I'm not really sure what Katie Estill was trying to do with Dahlia's Gone. It is a most unmysterious murder mystery, and seems as though it's trying to say something about connections and relationships without ever doing so.
Dahlia is an 18-year-old girl who is found murdered in her own bed during a late-afternoon storm in the Ozarks. The finder is a woman in her 30s or 40s, who I would dearly like to meet, named Sand Williams. Sand was born and raised in the small town, but grew up to travel the world as a photographer and have all kinds of wonderful adventures with her husband and fellow adventurer, Frank. Sand has been suckered into keeping an eye on Dahlia and her mentally retarded half-brother Timothy by her neighbor and mother of the household, Norah. Norah is much more traditional than Sand, to the point where she's rechristened Sand "Sandra Mason", disapproving of both Sand's unusual first name and her choice not to take her husband's last name. The crime is investigated by Deputy Patti (whose last name I can't remember, and I returned the book, sorry). Patti is the first and only woman on the police force, leaving her to deal with both all of the sex-related crimes (including everything from rape to drug-smuggling in a vagina) and sexist remarks right out of the 1950s.
Those are the key players, but Estill doesn't give them enough to do. From the very beginning, the murderer of Dahlia is pretty obvious. I won't name her killer, just in case anyone decides they want to read this book after all, but I will just say that I found her killer as creepy as any of the Children of the Corn or the Bad Seed herself.
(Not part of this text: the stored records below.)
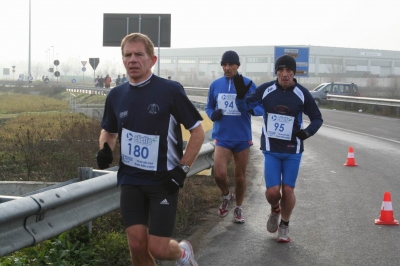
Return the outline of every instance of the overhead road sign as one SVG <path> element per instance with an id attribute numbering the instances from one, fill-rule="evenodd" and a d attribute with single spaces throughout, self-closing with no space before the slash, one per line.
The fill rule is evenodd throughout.
<path id="1" fill-rule="evenodd" d="M 290 55 L 296 60 L 296 77 L 309 76 L 310 47 L 275 46 L 274 62 L 282 55 Z"/>
<path id="2" fill-rule="evenodd" d="M 160 47 L 171 47 L 171 14 L 104 14 L 103 46 L 120 47 L 132 32 L 146 34 L 156 47 L 158 41 Z"/>

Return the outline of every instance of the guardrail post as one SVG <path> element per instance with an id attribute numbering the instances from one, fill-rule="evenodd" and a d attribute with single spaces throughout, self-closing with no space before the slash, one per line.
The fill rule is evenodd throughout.
<path id="1" fill-rule="evenodd" d="M 72 110 L 76 111 L 76 95 L 69 93 L 69 106 Z"/>
<path id="2" fill-rule="evenodd" d="M 93 177 L 92 167 L 78 167 L 78 178 L 80 181 L 85 181 Z M 86 223 L 88 232 L 92 233 L 92 221 Z"/>

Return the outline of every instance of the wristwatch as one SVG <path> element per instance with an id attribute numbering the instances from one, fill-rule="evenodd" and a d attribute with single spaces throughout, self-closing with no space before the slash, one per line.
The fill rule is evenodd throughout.
<path id="1" fill-rule="evenodd" d="M 183 170 L 183 172 L 185 172 L 185 174 L 189 173 L 190 167 L 188 165 L 180 164 L 179 166 L 182 168 L 182 170 Z"/>

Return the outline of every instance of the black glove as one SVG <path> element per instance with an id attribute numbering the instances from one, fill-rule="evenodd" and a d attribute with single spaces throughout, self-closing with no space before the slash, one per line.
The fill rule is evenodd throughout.
<path id="1" fill-rule="evenodd" d="M 305 131 L 304 129 L 300 129 L 300 131 L 297 132 L 295 136 L 301 140 L 305 140 L 309 137 L 307 131 Z"/>
<path id="2" fill-rule="evenodd" d="M 222 109 L 218 109 L 212 112 L 211 114 L 211 120 L 213 122 L 220 120 L 224 114 L 222 113 Z"/>
<path id="3" fill-rule="evenodd" d="M 235 84 L 236 88 L 236 99 L 244 99 L 244 96 L 246 93 L 249 91 L 251 84 L 253 84 L 253 81 L 250 80 L 249 84 L 245 85 L 243 76 L 236 74 L 233 76 L 233 84 Z"/>
<path id="4" fill-rule="evenodd" d="M 185 183 L 186 173 L 179 165 L 169 171 L 168 176 L 162 181 L 162 185 L 168 194 L 174 194 L 183 187 Z"/>
<path id="5" fill-rule="evenodd" d="M 254 110 L 253 110 L 253 109 L 248 110 L 247 112 L 248 112 L 249 114 L 251 114 L 251 115 L 254 115 Z"/>
<path id="6" fill-rule="evenodd" d="M 103 149 L 97 152 L 96 159 L 99 169 L 106 169 L 110 167 L 110 164 L 113 161 L 113 155 L 107 142 L 104 142 Z"/>

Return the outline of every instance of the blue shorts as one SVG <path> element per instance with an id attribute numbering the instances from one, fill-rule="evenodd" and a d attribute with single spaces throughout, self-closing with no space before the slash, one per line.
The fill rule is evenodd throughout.
<path id="1" fill-rule="evenodd" d="M 266 187 L 270 188 L 281 184 L 295 187 L 302 153 L 290 154 L 263 151 L 263 154 Z"/>
<path id="2" fill-rule="evenodd" d="M 241 152 L 250 146 L 253 146 L 251 140 L 248 141 L 227 141 L 227 140 L 215 140 L 215 145 L 231 150 L 233 152 Z"/>

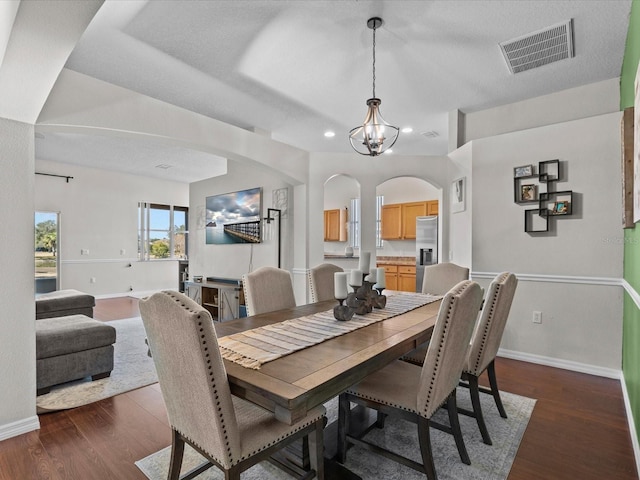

I'm not sure if Estill intended that or not, but for me, it further blurred the focus of the novel. The point of it seems to be the way the the murder draws together Sand and Norah, who dislike each other at the start. But what purpose does the character of Patti serve? Patti is a strong, intelligent, successful woman who has a failed marriage behind her and hungers for a baby and husband (sigh). The ending to her story feels so tacked-on, though, and her desire for a typical home life so stereotypical, as to render her character somewhat pointless.
Yet the book doesn't quite disappoint, for all of the bad stuff I've said about it. Estill's characters are great. Even Dahlia, who has just a cameo in her own tale (she's dead for about 75% of the book) feels vivid and real. They were all people I was into spending time with. I think it's hard to build suspense when the audience knows what will happen. One of the few novels I've read that does this successfully is The Secret History by Donna Tartt. Perhaps the book would've been better if she'd taken a different tack with the murder, maybe even stated the murderer's identity from the beginning, and then let the tale unfold from there. I don't know. It was an ambitious book that didn't quite hit the mark, but I do have high hopes for Katie Estill.